En eso de la cultura —cuando menos en la europea— ha habido siempre una tendencia al conservacionismo a ultranza. Cada vez que un cine, un teatro, una librería o una sala de concierto echan el cierre, y al margen de cuál sea el motivo que les ha llevado a ello, la sociedad cultural se moviliza, poco o mucho, para soltar una de sus clásicas jeremiadas. A nadie se le ocurre pensar que acaso hay demasiada oferta para tan poca demanda. O demasiada reiteración en la oferta. O un nivel demasiado bajo —o, lo que es peor, demasiado alto— en relación con lo que el público pide. No, el problema no está nunca en la oferta. Y, aunque así fuese, tampoco constituiría para esos plañideros argumento bastante para cerrar el negocio. En realidad, los conservacionistas culturales se comportan exactamente igual que los lingüísticos. Todo producto cultural es para ellos sagrado y digno de ser protegido, cueste lo que cueste.
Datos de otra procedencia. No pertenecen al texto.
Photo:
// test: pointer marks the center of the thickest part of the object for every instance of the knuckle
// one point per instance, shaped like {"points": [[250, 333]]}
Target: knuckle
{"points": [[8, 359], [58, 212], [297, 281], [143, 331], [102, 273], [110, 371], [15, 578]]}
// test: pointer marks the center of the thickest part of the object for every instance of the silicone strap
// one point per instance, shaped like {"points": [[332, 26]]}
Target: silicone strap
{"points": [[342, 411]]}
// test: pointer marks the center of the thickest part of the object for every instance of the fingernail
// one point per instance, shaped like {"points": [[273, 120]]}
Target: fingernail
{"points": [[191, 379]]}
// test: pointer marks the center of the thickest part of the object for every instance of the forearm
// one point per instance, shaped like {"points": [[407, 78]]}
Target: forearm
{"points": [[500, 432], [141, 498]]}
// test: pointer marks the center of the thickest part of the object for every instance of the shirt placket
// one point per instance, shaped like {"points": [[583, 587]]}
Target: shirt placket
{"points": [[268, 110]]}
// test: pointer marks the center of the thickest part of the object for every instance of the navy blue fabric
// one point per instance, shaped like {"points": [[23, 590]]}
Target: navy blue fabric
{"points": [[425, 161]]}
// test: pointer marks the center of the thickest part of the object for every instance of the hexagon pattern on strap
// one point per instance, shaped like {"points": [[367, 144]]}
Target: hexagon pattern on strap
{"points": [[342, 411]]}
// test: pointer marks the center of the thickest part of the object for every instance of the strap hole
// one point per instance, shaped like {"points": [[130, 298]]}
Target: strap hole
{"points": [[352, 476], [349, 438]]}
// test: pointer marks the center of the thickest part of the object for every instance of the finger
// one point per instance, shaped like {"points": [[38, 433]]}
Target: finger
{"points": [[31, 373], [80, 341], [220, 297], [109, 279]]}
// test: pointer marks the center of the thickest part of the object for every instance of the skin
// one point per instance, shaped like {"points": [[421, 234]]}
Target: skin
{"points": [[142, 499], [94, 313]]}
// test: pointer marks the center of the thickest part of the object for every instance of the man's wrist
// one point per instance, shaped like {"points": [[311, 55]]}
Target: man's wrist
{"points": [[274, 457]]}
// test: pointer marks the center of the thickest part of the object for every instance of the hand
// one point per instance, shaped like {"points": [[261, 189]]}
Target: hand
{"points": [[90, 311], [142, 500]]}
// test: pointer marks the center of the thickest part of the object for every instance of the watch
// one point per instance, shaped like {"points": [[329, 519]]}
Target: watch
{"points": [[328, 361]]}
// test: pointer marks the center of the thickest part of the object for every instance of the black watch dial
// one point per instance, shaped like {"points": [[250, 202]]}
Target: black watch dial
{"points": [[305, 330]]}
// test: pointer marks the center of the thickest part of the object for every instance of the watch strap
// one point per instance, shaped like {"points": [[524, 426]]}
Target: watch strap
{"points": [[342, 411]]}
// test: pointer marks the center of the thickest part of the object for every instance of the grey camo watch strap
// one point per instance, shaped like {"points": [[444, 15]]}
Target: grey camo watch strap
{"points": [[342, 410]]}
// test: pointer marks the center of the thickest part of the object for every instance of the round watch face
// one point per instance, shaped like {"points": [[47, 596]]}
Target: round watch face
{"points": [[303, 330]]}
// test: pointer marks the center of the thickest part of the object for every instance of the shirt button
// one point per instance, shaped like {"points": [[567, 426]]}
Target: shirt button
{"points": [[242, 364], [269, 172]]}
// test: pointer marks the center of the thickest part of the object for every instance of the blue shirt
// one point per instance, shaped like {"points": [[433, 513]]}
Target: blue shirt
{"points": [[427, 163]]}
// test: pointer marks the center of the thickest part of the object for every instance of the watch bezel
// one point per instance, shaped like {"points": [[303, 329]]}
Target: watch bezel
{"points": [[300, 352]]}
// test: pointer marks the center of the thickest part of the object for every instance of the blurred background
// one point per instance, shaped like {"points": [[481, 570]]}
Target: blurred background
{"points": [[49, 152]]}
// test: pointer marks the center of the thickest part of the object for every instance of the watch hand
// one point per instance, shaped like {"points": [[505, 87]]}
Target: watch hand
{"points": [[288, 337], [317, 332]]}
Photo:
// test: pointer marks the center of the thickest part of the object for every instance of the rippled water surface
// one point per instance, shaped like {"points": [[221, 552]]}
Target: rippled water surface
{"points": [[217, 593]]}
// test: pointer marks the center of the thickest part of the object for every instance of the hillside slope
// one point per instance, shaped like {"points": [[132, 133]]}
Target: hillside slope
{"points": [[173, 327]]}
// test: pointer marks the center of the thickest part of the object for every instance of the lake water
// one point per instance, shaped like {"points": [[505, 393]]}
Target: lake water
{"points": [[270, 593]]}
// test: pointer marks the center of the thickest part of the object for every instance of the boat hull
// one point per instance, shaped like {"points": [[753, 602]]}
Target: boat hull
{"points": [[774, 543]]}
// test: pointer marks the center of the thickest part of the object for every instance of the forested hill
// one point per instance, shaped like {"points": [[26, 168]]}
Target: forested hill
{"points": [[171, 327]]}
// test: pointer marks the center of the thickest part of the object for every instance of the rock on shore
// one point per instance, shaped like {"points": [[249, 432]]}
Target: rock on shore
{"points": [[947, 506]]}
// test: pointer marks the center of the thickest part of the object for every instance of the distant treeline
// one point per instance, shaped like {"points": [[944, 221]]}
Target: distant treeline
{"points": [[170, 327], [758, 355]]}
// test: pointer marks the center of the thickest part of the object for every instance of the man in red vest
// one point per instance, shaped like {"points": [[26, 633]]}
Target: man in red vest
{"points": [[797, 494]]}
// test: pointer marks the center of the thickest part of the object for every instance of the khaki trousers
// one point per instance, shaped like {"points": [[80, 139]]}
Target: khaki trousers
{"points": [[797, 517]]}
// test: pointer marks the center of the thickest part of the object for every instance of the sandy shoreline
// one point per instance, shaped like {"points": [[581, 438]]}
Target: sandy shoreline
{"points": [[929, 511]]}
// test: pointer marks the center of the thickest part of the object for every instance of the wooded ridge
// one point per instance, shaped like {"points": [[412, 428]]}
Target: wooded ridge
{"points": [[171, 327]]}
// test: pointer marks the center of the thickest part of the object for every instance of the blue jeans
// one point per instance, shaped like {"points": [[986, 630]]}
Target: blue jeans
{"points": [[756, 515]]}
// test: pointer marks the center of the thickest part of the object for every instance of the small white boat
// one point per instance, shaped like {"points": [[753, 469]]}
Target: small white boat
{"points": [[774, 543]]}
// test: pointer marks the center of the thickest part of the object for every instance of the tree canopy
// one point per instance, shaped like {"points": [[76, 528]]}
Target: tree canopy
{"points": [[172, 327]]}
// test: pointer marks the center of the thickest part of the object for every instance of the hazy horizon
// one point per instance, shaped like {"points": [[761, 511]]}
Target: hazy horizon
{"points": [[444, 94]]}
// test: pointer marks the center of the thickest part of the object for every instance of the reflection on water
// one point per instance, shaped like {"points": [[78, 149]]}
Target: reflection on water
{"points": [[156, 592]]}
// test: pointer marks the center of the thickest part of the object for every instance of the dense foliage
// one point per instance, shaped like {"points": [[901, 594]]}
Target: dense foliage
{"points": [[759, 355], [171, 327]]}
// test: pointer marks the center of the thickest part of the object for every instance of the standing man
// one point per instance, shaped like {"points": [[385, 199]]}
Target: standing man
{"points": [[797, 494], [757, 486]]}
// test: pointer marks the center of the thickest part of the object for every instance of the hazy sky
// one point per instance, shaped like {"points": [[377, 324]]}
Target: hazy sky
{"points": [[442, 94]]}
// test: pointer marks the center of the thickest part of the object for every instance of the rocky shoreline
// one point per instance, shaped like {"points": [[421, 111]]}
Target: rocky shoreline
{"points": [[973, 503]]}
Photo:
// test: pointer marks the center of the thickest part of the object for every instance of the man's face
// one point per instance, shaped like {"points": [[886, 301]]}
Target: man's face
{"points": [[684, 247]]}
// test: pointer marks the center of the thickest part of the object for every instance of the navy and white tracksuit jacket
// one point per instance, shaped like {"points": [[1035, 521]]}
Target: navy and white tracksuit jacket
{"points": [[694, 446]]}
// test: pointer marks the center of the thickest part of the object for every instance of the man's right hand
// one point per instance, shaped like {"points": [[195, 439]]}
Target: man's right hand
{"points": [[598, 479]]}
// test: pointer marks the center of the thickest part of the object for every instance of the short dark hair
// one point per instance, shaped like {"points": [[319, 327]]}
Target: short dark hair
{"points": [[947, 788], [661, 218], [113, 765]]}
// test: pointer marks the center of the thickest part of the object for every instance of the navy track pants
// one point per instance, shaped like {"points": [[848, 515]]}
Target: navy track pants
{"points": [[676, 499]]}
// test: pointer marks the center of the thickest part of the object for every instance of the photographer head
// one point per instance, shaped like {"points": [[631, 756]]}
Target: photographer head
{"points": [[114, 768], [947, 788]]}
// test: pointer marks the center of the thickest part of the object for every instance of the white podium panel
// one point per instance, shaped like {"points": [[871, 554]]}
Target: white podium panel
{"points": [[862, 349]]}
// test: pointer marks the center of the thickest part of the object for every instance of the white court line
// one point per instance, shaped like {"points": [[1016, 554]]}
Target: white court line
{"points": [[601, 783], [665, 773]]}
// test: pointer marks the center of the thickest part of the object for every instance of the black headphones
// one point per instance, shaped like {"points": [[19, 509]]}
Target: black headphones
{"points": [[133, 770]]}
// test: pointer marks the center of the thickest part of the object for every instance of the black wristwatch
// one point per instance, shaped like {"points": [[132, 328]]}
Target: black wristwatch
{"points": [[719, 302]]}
Así las cosas, la noticia que trae hoy Xavier Ayén sobre el movimiento de altas y bajas en las librerías barcelonesas demuestra que el mercado —incluso el de productos culturales— es muy sabio. Aunque algunos cierres obedezcan, según parece, al aumento del alquiler del local, las respuestas dadas por los mismos libreros o por algunos de sus empleados ponen de manifiesto que todo tiene solución, a poco que uno la busque. O sea, a poco que uno sepa adaptarse a los nuevos tiempos. ¡Si hasta la librería Ona, esa reliquia de la resistencia antifranquista y estandarte del libro en catalán, volverá a abrir sus puertas! Eso sí, no en la amplia y límpida Gran Vía, sino en esa pringosa isla flotante del independentismo y los grupos antisistema —territorio CUP, para entendernos— que es el barrio de Gracia. Donde debe ser, vaya.